By the end of the 19th and beginning of the 20th centuries, newspapers in Azerbaijan were excitedly spreading ideas of independence and freedom from the Russian Empire. Despite persecution by the czarist authorities and then later by the communists, the publication of Azerbaijani media continued in the territories of neighboring countries. In the years of the Soviet regime, publications such as “Istiqlal” (Independence), “Azeri Turk”, “Yashil Yarpaq” (Green Leaf), “Odlu Yurd” (Fiery Yurt), “Bildirish” (Proclamation), “Eni Kafkaziya” (New Caucasus) were published in Turkey. 

Ekinchi newspaper, an issue from 1875

Ekinchi newspaper, an issue from 1875

The press in Azerbaijan enjoyed a brief period of freedom towards the end of the 1980s, when perestroyka and the gradual weakening of the Soviet regime in Azerbaijan allowed for the birth of newspapers such as “Azadliq” (Freedom). 

Today, Baku officially claims that the freedom of the press is inviolable - but it would seem that this concerns only pro - government mass media outlets, for whom every year subsidies and millions of manat provide for salaries, the purchasing of equipment and other needs. 
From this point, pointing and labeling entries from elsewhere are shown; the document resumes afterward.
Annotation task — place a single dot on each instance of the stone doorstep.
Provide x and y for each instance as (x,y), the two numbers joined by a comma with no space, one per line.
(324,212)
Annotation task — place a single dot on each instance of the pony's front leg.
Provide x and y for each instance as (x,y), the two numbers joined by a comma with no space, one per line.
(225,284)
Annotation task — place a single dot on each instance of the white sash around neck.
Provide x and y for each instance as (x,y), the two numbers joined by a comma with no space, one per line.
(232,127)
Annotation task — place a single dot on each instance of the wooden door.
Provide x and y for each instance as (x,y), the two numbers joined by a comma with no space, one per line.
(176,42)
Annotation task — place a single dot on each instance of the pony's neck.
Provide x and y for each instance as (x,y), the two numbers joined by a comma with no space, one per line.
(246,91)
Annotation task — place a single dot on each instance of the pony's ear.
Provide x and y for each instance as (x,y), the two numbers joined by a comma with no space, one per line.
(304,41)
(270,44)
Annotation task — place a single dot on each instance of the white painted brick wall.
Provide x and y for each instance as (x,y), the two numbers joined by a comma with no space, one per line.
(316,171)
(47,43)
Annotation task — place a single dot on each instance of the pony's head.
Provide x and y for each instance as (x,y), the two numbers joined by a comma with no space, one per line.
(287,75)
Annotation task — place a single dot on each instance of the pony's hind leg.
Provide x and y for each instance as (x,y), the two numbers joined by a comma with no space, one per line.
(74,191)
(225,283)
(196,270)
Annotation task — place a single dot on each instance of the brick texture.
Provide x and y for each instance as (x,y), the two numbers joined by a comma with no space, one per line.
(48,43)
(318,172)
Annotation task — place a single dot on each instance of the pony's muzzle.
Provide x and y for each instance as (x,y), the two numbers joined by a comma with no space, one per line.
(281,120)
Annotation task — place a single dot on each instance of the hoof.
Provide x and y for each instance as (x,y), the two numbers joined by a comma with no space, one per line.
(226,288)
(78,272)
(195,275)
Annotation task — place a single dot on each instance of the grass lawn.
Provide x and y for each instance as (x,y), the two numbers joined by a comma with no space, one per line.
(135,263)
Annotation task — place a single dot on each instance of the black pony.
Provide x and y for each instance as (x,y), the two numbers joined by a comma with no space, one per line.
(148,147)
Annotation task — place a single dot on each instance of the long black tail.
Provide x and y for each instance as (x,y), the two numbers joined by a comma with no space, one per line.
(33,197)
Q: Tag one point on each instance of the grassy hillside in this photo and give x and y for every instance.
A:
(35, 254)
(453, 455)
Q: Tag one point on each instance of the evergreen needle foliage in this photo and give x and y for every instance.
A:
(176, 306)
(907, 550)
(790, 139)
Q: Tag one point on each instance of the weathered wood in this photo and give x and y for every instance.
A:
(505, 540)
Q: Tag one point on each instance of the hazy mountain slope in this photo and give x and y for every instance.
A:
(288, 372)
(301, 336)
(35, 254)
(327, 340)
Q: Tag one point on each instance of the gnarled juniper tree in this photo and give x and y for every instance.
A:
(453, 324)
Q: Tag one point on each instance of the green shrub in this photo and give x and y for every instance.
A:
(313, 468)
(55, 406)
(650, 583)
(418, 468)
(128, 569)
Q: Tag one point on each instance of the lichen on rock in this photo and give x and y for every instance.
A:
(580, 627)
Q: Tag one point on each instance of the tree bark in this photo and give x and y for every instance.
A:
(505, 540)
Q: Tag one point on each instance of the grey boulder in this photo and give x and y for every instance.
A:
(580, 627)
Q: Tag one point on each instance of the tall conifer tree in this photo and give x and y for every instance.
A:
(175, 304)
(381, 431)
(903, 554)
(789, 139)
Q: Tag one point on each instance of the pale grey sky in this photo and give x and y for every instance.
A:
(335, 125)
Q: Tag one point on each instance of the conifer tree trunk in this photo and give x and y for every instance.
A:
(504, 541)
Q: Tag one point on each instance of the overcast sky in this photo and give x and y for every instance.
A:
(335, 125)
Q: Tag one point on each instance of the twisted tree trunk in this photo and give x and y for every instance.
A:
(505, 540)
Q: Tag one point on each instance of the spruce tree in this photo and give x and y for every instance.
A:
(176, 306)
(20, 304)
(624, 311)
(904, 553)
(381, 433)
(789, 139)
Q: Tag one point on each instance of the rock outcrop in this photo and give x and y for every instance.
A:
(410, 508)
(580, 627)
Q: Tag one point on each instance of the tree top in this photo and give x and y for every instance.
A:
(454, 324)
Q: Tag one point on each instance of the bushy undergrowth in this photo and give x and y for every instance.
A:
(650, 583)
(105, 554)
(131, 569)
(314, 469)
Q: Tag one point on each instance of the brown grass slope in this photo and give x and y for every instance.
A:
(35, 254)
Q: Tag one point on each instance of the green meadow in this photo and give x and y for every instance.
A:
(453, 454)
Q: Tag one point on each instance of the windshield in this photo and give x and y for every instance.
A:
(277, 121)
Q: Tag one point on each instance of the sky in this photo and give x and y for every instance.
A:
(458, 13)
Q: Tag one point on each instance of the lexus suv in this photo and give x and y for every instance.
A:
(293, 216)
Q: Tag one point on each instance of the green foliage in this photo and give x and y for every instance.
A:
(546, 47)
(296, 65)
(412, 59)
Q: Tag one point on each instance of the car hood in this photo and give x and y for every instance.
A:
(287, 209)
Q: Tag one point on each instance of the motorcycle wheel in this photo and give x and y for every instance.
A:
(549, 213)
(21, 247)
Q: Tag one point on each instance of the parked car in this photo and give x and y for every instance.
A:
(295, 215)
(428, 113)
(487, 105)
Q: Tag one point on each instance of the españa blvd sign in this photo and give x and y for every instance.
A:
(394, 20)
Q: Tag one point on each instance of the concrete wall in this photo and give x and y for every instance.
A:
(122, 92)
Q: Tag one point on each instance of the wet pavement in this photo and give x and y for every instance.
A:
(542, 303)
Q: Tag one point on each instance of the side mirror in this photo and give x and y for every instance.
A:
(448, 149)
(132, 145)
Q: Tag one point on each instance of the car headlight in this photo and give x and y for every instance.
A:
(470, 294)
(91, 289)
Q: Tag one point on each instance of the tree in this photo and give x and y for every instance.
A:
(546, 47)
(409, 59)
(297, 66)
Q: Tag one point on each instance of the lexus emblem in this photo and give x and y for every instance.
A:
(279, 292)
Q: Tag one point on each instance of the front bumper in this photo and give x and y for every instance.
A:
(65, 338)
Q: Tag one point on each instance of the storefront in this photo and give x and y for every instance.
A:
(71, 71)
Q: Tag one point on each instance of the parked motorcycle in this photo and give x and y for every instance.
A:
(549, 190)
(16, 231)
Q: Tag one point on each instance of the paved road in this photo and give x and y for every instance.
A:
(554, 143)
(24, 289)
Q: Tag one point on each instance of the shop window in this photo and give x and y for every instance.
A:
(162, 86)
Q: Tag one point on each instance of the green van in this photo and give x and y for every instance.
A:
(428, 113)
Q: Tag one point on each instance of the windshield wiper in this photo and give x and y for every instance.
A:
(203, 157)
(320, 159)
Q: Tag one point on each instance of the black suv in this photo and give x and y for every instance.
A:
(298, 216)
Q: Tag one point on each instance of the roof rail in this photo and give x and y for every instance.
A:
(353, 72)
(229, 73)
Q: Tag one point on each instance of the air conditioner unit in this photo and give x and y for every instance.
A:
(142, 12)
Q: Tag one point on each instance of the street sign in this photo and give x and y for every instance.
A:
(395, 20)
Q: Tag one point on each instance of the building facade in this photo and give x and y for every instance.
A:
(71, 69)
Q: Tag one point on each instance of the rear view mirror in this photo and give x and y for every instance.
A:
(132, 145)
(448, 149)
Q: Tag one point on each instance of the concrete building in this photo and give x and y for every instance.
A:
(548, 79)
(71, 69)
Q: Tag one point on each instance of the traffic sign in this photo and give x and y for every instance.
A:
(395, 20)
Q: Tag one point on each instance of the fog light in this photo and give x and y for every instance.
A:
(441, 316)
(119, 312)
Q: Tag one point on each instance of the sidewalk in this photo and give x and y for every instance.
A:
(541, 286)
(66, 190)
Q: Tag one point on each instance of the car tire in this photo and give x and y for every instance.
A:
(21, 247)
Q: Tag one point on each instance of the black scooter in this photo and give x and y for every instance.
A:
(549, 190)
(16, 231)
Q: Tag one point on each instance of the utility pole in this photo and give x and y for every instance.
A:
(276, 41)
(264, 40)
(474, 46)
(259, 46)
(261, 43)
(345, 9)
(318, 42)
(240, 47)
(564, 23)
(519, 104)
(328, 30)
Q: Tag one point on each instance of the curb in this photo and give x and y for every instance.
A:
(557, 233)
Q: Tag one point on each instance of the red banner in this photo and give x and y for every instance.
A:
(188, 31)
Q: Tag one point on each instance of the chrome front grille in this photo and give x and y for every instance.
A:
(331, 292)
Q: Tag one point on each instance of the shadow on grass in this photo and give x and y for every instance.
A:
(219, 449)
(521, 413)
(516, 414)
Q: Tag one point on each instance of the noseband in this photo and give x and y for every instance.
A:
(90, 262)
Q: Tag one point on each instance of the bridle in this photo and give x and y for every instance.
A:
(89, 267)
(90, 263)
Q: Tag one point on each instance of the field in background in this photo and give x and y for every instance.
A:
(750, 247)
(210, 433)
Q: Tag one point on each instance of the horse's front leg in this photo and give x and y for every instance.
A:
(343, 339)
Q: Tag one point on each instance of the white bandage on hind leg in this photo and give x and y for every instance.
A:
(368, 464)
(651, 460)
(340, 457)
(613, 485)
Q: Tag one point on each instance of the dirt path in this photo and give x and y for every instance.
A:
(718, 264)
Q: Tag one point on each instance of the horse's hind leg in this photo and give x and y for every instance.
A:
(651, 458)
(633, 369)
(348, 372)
News.az reported that at an event held for National Press Day titled, "Media Coverage of Family, Women and Children Affairs: Achievements and Prospects", chairman of the Press Council of Azerbaijan, Aflatun Amashov, said that: "the Azerbaijani press has played a special role in strengthening the national and spiritual values and preserving the purity of the Azerbaijani language since the publication of newspaper 'Ekinchi'".

Opposition and alternative media face persecution and remain excluded from the market.